Die ESA-Mission PLATO, deren Start für 2026 geplant ist, wird Tausende von Planetensystemen entdecken, wobei der Planet, der dem Stern am nächsten ist, in der Regel als erstes beobachtet wird. Einige dieser Systeme könnten Planeten wie die Erde beherbergen, doch diese werden wahrscheinlich erst später durch bodengestützte Teleskope und andere Beobachtungen entdeckt.

«Unser neues KI-Modell könnte verwendet werden, um die Beobachtung dieser Systeme durch Teleskope zu priorisieren und so die Wahrscheinlichkeit zu erhöhen, Erdzwillinge zu finden», sagt Davoult. In den kommenden Jahren sollen die Modelle erweitert werden, um weitere Eigenschaften von Planeten vorherzusagen, wie etwa ihre Zusammensetzung oder Bewohnbarkeit. «Als ich 2001 als Postdoc eingestellt wurde, habe ich an der Universität Bern mit numerischen Simulationen von Planetensystemen begonnen. Dieses neue KI-Modell ist die natürliche Fortsetzung dieser Berner Expertise», sagt Alibert. «Ich bin davon überzeugt, dass KI in Zukunft eine immer wichtigere Rolle bei wissenschaftlichen Entdeckungen spielen wird, in den Planetenwissenschaften und anderswo», schliesst er.

Publikationsangaben:

Alibert, Y, Davoult, J., Marques, S., 2025, A transformer-based generative model for planetary systems, Astronomy and Astrophysics.
URL: https://www.aanda.org/articles/aa/full_html/2025/09/aa52297-24/aa52297-24.html
DOI: 10.1051/0004-6361/202452297

«Bern Model of Planet Formation and Evolution»

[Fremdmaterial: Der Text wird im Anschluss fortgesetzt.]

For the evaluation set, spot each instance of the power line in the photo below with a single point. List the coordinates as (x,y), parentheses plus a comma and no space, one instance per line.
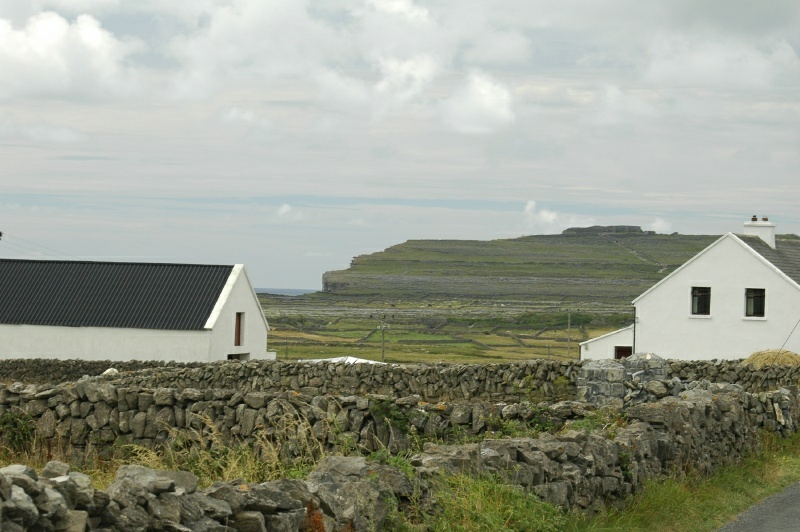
(28,249)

Mit dem «Bern Model of Planet Formation and Evolution» können Aussagen gemacht werden, wie ein Planet entstanden ist und wie er sich entwickelt hat. Seit 2001 wird das Berner Modell an der Universität Bern laufend weiterentwickelt. Ins Modell fliessen Erkenntnisse ein zu den vielfältigen Prozessen, die bei der Entstehung und der Entwicklung von Planeten ablaufen. Dabei handelt es sich beispielsweise um Submodelle zur Akkretion (Wachstum des Kerns eines Planeten) oder dazu, wie Planeten gravitationsbedingt miteinander interagieren und sich gegenseitig beeinflussen sowie zu Prozessen in den protoplanetaren Scheiben, in denen Planeten entstehen. Mit dem Modell werden auch sogenannte Populationssynthesen erstellt, die aufzeigen, welche Planeten sich wie häufig unter bestimmten Rahmenbedingungen in einer protoplanetaren Scheibe entwickeln.

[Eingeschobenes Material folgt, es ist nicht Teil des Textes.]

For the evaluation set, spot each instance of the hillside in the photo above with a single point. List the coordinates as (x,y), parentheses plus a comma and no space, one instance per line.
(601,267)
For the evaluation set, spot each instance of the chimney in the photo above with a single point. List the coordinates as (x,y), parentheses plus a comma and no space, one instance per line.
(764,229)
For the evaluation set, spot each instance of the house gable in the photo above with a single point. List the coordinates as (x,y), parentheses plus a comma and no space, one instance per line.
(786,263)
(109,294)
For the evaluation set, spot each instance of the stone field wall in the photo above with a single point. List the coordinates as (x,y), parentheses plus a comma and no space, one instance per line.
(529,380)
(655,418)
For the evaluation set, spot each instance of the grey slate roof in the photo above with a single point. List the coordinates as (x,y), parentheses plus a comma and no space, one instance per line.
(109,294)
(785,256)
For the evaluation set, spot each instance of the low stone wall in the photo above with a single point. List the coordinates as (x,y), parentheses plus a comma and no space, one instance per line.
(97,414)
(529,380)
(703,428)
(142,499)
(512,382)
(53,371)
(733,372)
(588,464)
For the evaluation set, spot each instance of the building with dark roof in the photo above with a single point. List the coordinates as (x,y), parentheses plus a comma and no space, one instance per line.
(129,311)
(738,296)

Berner Weltraumforschung: Seit der ersten Mondlandung an der Weltspitze

Als am 21. Juli 1969 Buzz Aldrin als zweiter Mann aus der Mondlandefähre stieg, entrollte er als erstes das Berner Sonnenwindsegel und steckte es noch vor der amerikanischen Flagge in den Boden des Mondes. Dieses Solar Wind Composition Experiment (SWC), welches von Prof. Dr. Johannes Geiss und seinem Team am Physikalischen Institut der Universität Bern geplant, gebaut und ausgewertet wurde, war ein erster grosser Höhepunkt in der Geschichte der Berner Weltraumforschung.

Die Berner Weltraumforschung ist seit damals an der Weltspitze mit dabei: Die Universität Bern nimmt regelmässig an Weltraummissionen der grossen Weltraumorganisationen wie ESA, NASA oder JAXA teil. Mit CHEOPS teilt sich die Universität Bern die Verantwortung mit der ESA für eine ganze Mission. Zudem sind die Berner Forschenden an der Weltspitze mit dabei, wenn es etwa um Modelle und Simulationen zur Entstehung und Entwicklung von Planeten geht.

Die erfolgreiche Arbeit der Abteilung Weltraumforschung und Planetologie (WP) des Physikalischen Instituts der Universität Bern wurde durch die Gründung eines universitären Kompetenzzentrums, dem Center for Space and Habitability (CSH), gestärkt. Der Schweizer Nationalfonds sprach der Universität Bern zudem den Nationalen Forschungsschwerpunkt (NFS) PlanetS zu, den sie gemeinsam mit der Universität Genf leitet.